2005 OPEN FORUM Abstracts
REPROCESSING DISPOSABLE SENSORS FOR THE VIASYS AVEA.
Dave Crotwell, RRT, Cary Jackson RRT, John Salyer RRT. Respiratory Care Department. Children's Hospital and Regional Medical Center, Seattle WA.
Introduction: Disposable flow sensors for the Viasys Avea are costly ($40 each). The reusable sensor is less costly per use, but prone to inaccuracy due to accumulation of condensate & secretions during use. The disposable sensor is less prone to these issues. We sought to determine if disposable sensors could be reprocessed and retain accuracy and precision.
Methods: Five disposable neonatal variable orifice flow sensors were gathered after a single clinical use. Cleaning procedure was provided by our outside recycling vendor: 1) pressure sensing lines & sensor inner surface were flushed with 70% isopropyl alcohol then flushed with sterile H2O, 2) exterior surfaces were wiped the alcohol solution, 3) sensor placed in vacuum sealed bag, 4) bag placed in pasteurizer at 160° F for 30 minutes, 5) sensor then in air dried for 1 hour at 100° F. This was repeated 5 times. Sensors were then returned to us. We attached each recycled sensor to Viasys Avea. A calibration syringe (Hans-Rudolf) was set at 2 mL and attached to the sensor and held in a vice. The volume in the calibration syringe had been verified to within 0.1 mL, using a finely graduated glass cylinder to measure the water displaced by the syringe when set at 2 & 10 mL. The plunger was activated manually 10 times and exhaled VT (VTE) displayed by the ventilator was recorded. This process was then repeated with the syringe volume set at 10mL. The entire testing procedure was then repeated on 5 new sensors. Data for recycled sensors and new sensors were pooled respectively. Descriptive statistics were computed. Mean values for volumes were compared using Mann Whitney-U test for unpaired means with significance established as P< 0.05. Percent error was calculated as [(true value-observed value)/true value], using the true values of 2 & 10 mL respectively, and the observed values being the means for VTE.
Results: The table shows statistically significant differences between mean VTE from the new versus the recycled sensors. Single sample means tests using hypothesized means of 2 & 10 mL respectively revealed that at 2 ml, the recycled sensor was not statistically different than the true value for VT (P = 0.32), while new sensor was statistically different (P< 0.001). Percent error for new sensors at 2 & 10 mL were 15% & 3%, and for recycled sensors were 0% and 4%.
Discussion: Statistical significance and clinical importance can be confused. We do not consider these differences clinically important. The standard deviations were larger in both recycled sensor sets, but clinical decisions about VT are not made on the volumes from individual breaths but instead on multiple breaths over time.

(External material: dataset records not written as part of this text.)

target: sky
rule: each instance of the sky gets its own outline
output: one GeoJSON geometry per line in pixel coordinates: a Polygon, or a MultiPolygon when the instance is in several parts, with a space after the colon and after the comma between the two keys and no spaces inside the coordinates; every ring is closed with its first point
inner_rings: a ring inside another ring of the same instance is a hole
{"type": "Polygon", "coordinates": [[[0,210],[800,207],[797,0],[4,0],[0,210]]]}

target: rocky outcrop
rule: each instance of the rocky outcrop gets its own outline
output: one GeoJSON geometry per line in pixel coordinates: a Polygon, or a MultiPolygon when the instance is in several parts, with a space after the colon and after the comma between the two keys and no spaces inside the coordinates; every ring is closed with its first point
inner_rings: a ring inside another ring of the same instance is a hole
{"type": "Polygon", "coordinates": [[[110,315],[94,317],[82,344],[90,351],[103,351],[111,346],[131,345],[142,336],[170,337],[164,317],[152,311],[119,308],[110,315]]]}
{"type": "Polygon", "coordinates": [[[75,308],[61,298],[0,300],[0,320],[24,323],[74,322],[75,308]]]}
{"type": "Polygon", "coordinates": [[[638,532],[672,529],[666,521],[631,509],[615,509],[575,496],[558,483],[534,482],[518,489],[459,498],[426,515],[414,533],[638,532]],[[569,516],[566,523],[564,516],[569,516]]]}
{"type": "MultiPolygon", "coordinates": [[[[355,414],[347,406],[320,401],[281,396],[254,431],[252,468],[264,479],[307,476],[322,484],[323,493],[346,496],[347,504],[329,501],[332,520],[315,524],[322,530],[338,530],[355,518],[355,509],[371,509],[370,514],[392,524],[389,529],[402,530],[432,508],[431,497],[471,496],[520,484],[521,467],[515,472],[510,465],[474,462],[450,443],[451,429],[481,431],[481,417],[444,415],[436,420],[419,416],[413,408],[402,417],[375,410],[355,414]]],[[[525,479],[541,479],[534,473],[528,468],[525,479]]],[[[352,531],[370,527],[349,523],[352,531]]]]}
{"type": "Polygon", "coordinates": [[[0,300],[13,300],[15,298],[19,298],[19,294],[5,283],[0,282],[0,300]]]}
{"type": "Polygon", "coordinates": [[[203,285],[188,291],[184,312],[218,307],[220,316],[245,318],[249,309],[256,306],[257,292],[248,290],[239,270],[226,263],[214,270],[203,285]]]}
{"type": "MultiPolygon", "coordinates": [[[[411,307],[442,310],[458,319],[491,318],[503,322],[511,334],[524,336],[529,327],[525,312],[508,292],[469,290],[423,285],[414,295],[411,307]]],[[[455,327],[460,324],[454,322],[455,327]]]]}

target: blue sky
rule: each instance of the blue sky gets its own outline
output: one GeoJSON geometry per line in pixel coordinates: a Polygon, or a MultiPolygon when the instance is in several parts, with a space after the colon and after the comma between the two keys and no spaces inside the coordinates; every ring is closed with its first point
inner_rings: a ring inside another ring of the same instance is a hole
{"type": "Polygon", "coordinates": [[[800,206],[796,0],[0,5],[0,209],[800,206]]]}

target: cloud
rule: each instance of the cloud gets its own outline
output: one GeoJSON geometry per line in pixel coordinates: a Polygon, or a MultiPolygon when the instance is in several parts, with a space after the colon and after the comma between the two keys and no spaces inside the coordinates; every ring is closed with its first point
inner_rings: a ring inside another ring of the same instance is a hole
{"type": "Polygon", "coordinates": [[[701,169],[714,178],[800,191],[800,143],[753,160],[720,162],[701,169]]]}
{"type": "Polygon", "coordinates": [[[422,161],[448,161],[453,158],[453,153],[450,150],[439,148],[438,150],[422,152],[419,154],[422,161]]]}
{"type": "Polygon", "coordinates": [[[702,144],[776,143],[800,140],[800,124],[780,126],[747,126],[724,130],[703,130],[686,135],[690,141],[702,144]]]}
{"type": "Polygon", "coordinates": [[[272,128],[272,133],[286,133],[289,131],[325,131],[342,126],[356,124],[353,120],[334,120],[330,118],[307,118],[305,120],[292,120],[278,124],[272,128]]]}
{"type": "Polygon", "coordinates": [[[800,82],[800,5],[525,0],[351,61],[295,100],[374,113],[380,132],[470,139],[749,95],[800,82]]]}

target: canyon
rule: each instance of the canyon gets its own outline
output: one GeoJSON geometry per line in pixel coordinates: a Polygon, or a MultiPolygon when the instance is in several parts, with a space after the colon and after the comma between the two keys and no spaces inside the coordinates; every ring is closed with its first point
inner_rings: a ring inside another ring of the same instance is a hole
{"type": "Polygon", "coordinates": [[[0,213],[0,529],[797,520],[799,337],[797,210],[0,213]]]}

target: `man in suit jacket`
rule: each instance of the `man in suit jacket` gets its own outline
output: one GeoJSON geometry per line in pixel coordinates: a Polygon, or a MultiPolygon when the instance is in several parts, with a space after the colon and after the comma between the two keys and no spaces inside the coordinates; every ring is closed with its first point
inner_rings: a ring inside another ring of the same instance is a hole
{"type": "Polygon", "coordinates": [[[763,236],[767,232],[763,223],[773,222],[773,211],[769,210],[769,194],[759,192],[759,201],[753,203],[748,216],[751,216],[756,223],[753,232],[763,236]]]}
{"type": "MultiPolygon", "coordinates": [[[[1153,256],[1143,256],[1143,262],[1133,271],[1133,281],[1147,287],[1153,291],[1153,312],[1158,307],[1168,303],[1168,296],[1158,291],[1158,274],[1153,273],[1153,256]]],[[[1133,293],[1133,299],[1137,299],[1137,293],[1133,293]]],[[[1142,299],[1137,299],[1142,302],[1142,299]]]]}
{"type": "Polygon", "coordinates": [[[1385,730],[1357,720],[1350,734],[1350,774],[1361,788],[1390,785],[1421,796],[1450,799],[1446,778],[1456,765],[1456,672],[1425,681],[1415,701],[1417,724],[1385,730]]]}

It is surprising that at the low volume test, the mean for the recycled sensor was closer to the true mean than the new sensor. Potential weaknesses in our design include manual movement of the plunger to simulate tidal breathing. It is difficult to keep plunger speed constant manually, and thus flow rates may have been erratic, which could affect measurement accuracy if flows exceeding the linearity of the sensor. We also tested the sensors at ambient temperature and humidity. Mimicking heated humidified conditions encountered clinically may change the results also. We intend to study this issue further, but it may be possible to reprocessing single use sensors with the Avea, and reduce costs of mechanical ventilation.